The Mondo Disease Ontology provides a unified, interoperable framework that integrates multiple disease classification systems to standardize epilepsy-related concepts. In collaboration with domain experts including Dr. Elaine O’Loughlin from CURE Epilepsy and guided by the classification framework of the International League Against Epilepsy (ILAE), epilepsy terminology was reviewed and refined. This effort resulted in the addition of new terms, reclassification of existing concepts, refinement of epilepsy types and etiologies, and improved modeling of epilepsy syndromes and genetic epilepsies.

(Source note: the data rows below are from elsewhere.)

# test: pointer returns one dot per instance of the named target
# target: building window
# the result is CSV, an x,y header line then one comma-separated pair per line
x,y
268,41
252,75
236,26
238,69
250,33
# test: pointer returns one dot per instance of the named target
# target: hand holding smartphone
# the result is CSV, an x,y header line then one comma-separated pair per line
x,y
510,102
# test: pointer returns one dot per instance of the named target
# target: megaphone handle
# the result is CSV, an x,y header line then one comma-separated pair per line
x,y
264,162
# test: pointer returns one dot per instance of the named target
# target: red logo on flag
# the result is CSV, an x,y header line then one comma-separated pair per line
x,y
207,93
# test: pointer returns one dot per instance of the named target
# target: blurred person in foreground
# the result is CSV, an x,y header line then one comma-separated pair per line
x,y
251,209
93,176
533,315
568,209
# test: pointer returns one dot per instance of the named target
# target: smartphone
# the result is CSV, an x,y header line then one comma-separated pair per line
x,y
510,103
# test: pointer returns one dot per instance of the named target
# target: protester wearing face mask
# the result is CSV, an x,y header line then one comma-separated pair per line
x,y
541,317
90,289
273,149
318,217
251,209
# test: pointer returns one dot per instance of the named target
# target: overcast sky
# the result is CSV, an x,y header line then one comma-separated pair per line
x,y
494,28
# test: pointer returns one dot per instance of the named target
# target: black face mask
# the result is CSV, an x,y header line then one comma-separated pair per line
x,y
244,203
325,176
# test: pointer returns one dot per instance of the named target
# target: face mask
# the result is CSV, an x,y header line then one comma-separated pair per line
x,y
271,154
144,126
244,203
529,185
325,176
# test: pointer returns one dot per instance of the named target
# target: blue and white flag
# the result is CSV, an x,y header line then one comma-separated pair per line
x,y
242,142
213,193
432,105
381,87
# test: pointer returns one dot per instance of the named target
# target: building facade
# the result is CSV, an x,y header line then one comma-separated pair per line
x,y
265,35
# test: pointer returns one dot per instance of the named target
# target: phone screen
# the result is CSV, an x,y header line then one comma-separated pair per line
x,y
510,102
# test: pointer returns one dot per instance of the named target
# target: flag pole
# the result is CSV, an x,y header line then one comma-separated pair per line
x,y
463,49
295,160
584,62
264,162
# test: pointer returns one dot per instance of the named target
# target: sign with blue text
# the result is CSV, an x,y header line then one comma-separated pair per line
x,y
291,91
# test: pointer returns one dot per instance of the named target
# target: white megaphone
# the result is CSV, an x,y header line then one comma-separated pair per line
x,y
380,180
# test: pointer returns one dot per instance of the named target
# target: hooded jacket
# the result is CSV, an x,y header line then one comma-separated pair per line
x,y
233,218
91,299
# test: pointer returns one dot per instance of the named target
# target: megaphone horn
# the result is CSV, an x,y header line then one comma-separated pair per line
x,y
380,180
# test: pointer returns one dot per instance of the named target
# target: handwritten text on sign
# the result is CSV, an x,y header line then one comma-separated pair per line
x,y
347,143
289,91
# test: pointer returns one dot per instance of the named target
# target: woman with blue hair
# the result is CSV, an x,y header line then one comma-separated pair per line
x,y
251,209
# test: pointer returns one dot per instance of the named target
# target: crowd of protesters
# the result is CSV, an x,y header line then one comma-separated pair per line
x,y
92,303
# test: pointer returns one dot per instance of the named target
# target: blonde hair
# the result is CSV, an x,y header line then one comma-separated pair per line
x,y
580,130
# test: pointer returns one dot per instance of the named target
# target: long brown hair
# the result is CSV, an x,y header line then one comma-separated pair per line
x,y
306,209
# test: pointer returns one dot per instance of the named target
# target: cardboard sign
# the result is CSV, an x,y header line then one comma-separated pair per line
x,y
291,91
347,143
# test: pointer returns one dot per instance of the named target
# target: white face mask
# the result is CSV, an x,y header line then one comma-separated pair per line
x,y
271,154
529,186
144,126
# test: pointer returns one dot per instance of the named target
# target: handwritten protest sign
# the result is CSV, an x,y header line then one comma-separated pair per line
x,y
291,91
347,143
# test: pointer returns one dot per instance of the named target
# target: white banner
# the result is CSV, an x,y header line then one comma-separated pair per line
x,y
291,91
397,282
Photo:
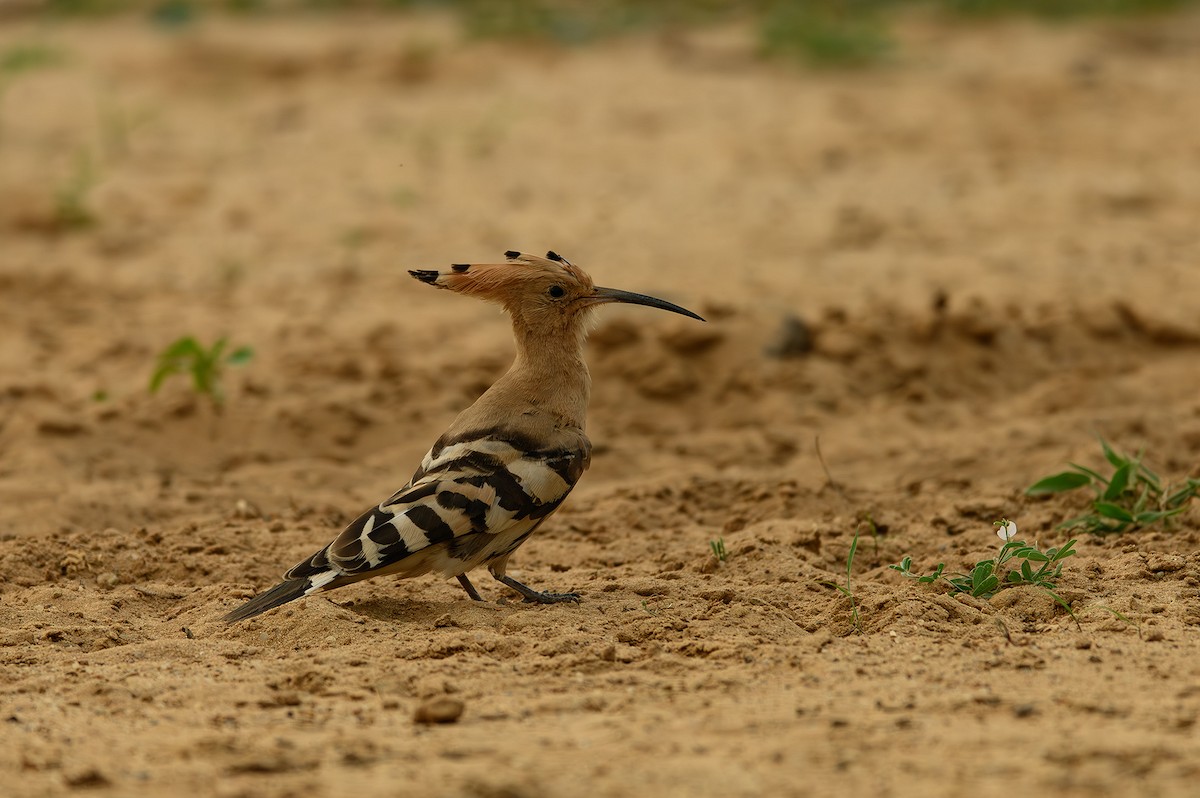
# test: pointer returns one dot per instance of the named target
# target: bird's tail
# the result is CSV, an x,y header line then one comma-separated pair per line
x,y
280,594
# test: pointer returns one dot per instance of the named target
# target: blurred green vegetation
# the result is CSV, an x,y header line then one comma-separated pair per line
x,y
820,33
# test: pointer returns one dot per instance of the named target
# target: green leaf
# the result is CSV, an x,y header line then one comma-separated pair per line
x,y
984,589
184,347
1119,483
240,357
1059,484
1066,551
850,557
1113,511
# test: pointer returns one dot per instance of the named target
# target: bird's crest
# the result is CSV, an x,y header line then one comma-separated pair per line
x,y
521,271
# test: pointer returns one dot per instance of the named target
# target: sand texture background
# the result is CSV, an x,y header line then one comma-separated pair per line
x,y
957,270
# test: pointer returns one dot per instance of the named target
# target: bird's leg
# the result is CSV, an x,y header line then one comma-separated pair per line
x,y
535,597
469,588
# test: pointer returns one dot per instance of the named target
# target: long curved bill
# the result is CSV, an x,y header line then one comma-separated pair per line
x,y
601,295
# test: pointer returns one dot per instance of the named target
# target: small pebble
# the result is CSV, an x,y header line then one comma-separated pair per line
x,y
439,711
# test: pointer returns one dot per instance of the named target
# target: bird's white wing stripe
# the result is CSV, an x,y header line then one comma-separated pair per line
x,y
540,481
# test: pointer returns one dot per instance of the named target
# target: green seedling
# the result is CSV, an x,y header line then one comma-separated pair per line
x,y
1017,563
847,591
1133,497
205,365
823,35
71,211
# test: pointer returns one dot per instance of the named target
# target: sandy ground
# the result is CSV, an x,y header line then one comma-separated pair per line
x,y
991,246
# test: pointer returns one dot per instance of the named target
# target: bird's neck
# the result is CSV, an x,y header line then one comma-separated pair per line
x,y
549,381
551,375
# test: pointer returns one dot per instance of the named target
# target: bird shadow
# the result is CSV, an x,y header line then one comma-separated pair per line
x,y
417,612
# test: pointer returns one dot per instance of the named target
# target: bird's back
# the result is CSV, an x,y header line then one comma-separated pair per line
x,y
477,496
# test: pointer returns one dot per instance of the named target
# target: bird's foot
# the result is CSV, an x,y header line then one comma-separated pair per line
x,y
469,588
538,597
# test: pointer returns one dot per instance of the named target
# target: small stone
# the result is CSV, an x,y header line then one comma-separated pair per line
x,y
439,711
793,340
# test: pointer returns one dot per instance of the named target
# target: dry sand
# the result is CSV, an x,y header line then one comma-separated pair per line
x,y
993,247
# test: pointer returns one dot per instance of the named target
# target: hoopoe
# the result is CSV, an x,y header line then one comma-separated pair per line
x,y
504,465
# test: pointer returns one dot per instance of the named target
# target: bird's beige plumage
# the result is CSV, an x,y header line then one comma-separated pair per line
x,y
504,465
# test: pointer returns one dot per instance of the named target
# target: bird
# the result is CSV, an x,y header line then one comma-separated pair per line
x,y
504,465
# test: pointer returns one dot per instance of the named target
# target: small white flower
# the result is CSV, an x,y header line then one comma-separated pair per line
x,y
1006,529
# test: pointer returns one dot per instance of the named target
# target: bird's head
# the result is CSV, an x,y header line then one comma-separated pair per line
x,y
550,294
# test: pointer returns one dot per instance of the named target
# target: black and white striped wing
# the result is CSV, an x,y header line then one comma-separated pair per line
x,y
469,503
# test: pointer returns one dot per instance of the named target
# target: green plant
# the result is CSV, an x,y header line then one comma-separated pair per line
x,y
71,209
823,34
205,366
847,591
1037,568
1133,497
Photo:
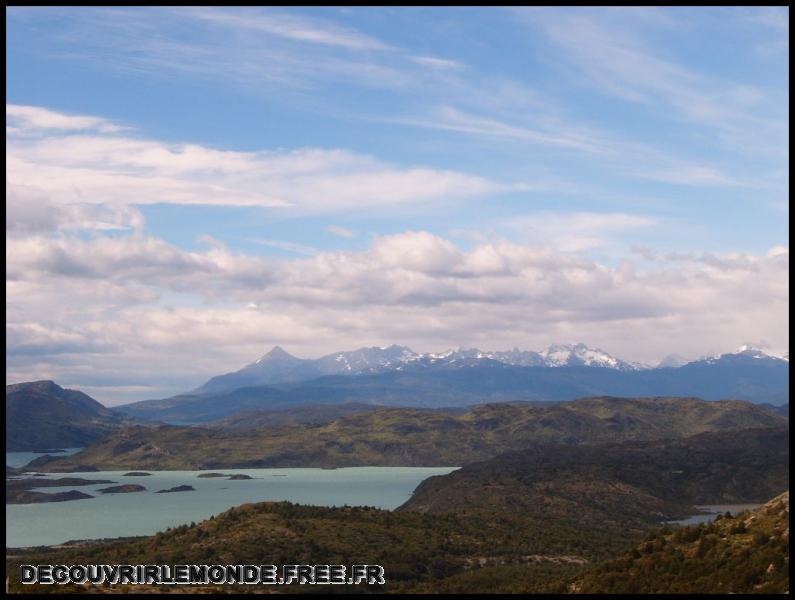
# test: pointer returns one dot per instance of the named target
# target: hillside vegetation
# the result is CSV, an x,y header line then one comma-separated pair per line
x,y
414,437
746,553
41,414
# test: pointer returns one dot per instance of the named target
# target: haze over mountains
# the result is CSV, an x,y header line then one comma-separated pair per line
x,y
397,376
43,415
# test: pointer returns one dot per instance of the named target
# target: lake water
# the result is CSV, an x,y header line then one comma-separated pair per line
x,y
146,513
713,510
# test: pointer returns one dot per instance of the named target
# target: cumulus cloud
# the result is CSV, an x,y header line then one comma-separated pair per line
x,y
130,296
101,166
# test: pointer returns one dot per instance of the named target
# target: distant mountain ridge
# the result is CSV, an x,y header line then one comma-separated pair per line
x,y
415,437
278,366
463,378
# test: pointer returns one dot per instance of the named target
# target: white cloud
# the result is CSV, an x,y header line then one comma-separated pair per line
x,y
136,303
342,232
28,119
291,27
118,170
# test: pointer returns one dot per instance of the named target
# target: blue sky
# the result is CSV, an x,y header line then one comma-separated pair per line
x,y
326,178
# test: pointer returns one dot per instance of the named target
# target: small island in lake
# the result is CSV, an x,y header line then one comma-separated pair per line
x,y
18,491
28,497
179,488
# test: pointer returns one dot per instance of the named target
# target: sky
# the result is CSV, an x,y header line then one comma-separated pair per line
x,y
188,187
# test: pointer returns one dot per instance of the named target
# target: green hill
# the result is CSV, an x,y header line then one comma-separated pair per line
x,y
41,414
630,484
415,437
747,553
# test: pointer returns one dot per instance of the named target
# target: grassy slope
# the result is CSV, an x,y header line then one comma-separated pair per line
x,y
413,437
629,484
413,548
748,553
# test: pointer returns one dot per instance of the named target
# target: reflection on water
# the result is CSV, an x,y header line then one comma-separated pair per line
x,y
20,459
145,513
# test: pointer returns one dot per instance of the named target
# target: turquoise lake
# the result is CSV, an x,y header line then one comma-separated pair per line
x,y
146,513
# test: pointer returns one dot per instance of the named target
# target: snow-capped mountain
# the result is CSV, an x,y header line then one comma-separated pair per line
x,y
280,367
364,359
581,355
672,361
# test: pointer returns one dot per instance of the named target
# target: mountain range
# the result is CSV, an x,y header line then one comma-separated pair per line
x,y
278,366
43,415
413,437
396,376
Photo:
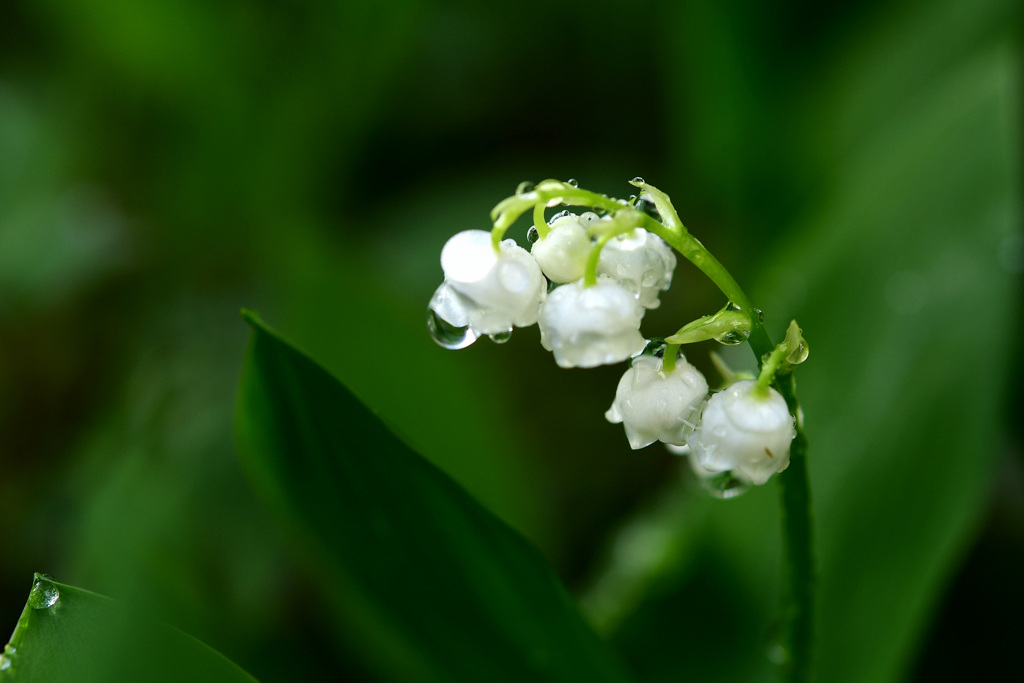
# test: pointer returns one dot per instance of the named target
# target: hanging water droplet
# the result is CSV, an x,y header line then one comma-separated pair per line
x,y
733,337
724,485
43,594
448,335
501,337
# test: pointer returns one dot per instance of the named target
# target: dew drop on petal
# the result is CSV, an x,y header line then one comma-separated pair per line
x,y
501,337
448,335
724,485
43,595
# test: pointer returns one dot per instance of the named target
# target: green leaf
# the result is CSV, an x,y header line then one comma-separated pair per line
x,y
432,586
69,634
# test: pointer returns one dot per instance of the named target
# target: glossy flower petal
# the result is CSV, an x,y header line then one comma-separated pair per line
x,y
641,262
591,326
562,253
487,291
654,406
741,432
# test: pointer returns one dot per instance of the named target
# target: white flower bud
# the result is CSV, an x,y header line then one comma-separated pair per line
x,y
488,292
654,406
591,326
641,262
562,252
741,432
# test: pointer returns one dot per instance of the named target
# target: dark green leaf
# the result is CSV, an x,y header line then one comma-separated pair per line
x,y
69,634
432,586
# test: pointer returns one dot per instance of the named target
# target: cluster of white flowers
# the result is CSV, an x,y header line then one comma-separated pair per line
x,y
488,289
488,292
739,430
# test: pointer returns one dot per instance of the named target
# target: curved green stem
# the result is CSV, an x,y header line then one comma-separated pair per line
x,y
539,221
797,520
769,367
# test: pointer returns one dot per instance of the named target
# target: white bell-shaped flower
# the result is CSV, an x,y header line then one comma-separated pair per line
x,y
591,326
744,433
641,262
562,252
485,291
658,406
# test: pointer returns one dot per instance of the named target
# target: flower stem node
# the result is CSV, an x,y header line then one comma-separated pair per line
x,y
591,326
744,432
562,253
485,290
641,262
654,404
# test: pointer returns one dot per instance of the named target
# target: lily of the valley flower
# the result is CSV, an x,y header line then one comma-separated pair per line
x,y
487,291
641,262
743,432
591,326
658,406
562,252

Key updates include the incorporation of previously missing epilepsy types, clarification of diagnostic categories for uncertain or evolving cases, and restructuring of DEEs to better reflect genetic and non-genetic etiologies. The work also addressed challenges in distinguishing diseases from phenotypes and improved alignment with age-specific and syndromic classifications.

These enhancements support data harmonization, clinical decision-making, and computational analyses, including drug repurposing and genotype–phenotype studies. By aligning with current clinical standards and enabling interoperability across biomedical resources, this work advances the representation of epilepsy in ontologies and supports progress toward precision medicine and improved patient outcomes.